- Loretto Academy, c. 1910

Location
- 1447 E. 65th Street Chicago, Illinois United States 41°46′36.4″N 87°35′21.8″W﻿ / ﻿41.776778°N 87.589389°W

Information
- Religious affiliation: Roman Catholic
- Established: August 1906
- Closed: 1972
- Authority: Archdiocese of Chicago
- Oversight: Institute of the Blessed Virgin Mary
- Campus type: Urban

= Loretto Academy (Chicago) =

Loretto Academy of the Immaculate Conception in Woodlawn-Chicago is a former Catholic high school for girls in Chicago's Woodlawn neighborhood.

==History==
The school was established by the Loreto Sisters and opened in August 1906. The school admitted its first African-American students in 1949. As Woodlawn's demographics changed in the 1950s, the school's did as well.
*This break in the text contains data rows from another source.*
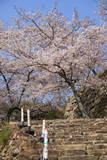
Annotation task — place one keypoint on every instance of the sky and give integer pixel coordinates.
(85, 7)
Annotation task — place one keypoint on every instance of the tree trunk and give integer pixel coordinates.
(80, 105)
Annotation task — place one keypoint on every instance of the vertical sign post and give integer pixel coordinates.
(45, 149)
(28, 119)
(22, 116)
(43, 128)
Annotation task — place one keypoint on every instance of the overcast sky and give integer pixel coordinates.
(85, 7)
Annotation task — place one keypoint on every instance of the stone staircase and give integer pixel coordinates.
(78, 139)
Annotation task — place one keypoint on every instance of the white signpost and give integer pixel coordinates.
(45, 149)
(28, 118)
(22, 116)
(43, 128)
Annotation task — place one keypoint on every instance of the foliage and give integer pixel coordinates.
(47, 53)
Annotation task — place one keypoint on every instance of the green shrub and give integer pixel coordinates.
(5, 134)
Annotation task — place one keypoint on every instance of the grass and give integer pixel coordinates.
(5, 134)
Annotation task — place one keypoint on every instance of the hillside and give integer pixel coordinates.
(78, 139)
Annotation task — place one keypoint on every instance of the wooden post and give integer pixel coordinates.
(45, 149)
(28, 119)
(22, 116)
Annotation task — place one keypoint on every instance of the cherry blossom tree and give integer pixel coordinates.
(67, 54)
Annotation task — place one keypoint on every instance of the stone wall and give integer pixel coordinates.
(77, 139)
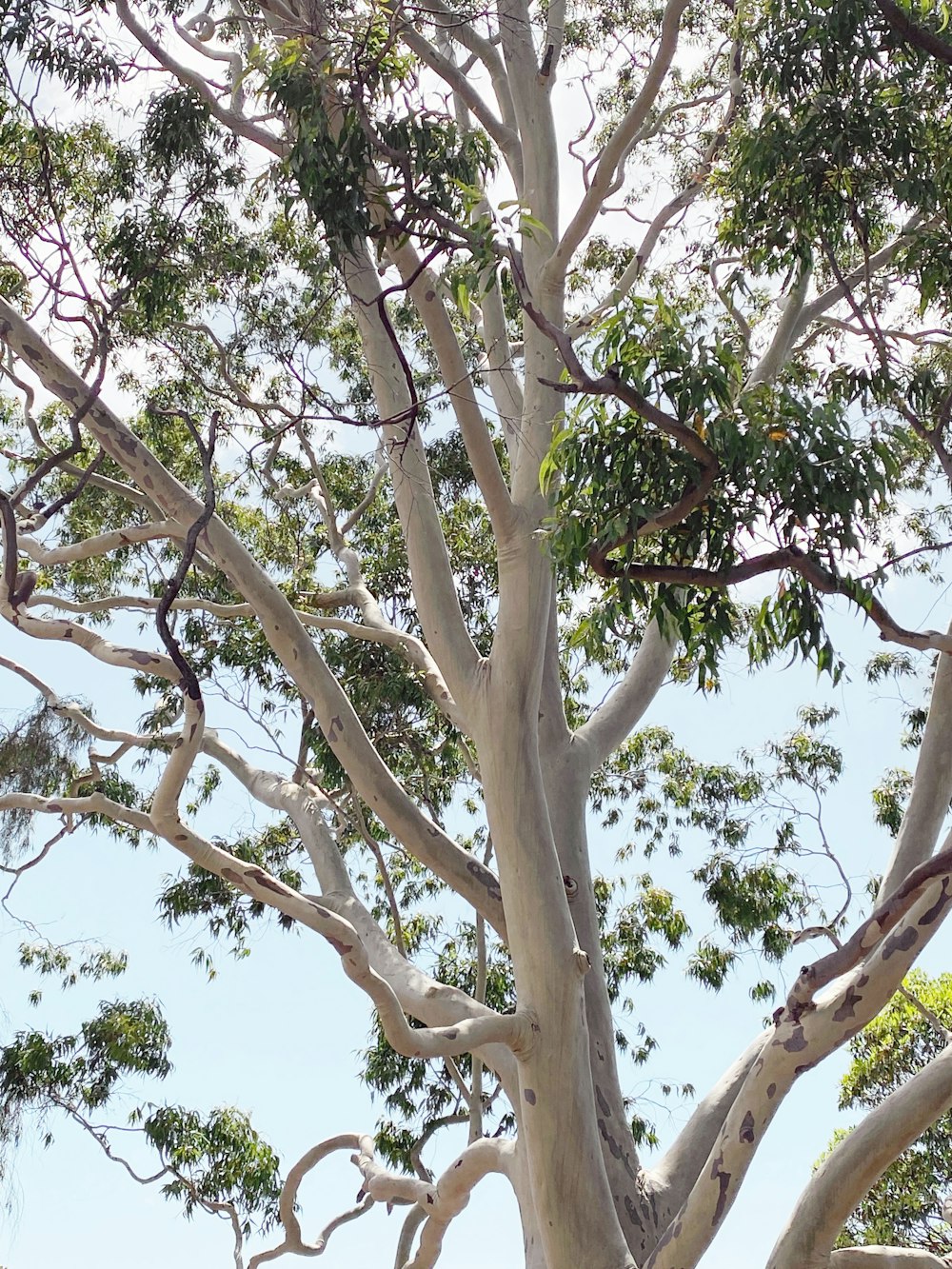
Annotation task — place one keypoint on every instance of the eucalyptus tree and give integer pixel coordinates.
(228, 229)
(909, 1206)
By 1960, it had only ten Euro-American students and by the early 1970s it had a completely African-American student body. The school closed in 1972. The building was sold to the Woodlawn Community Development Corporation and served as substance abuse treatment center called Entry House. Entry House closed in 2012, and the building was sold at a foreclosure auction on October 28, 2019. It was included in Preservation Chicago's 7 Most Endangered list in 2019.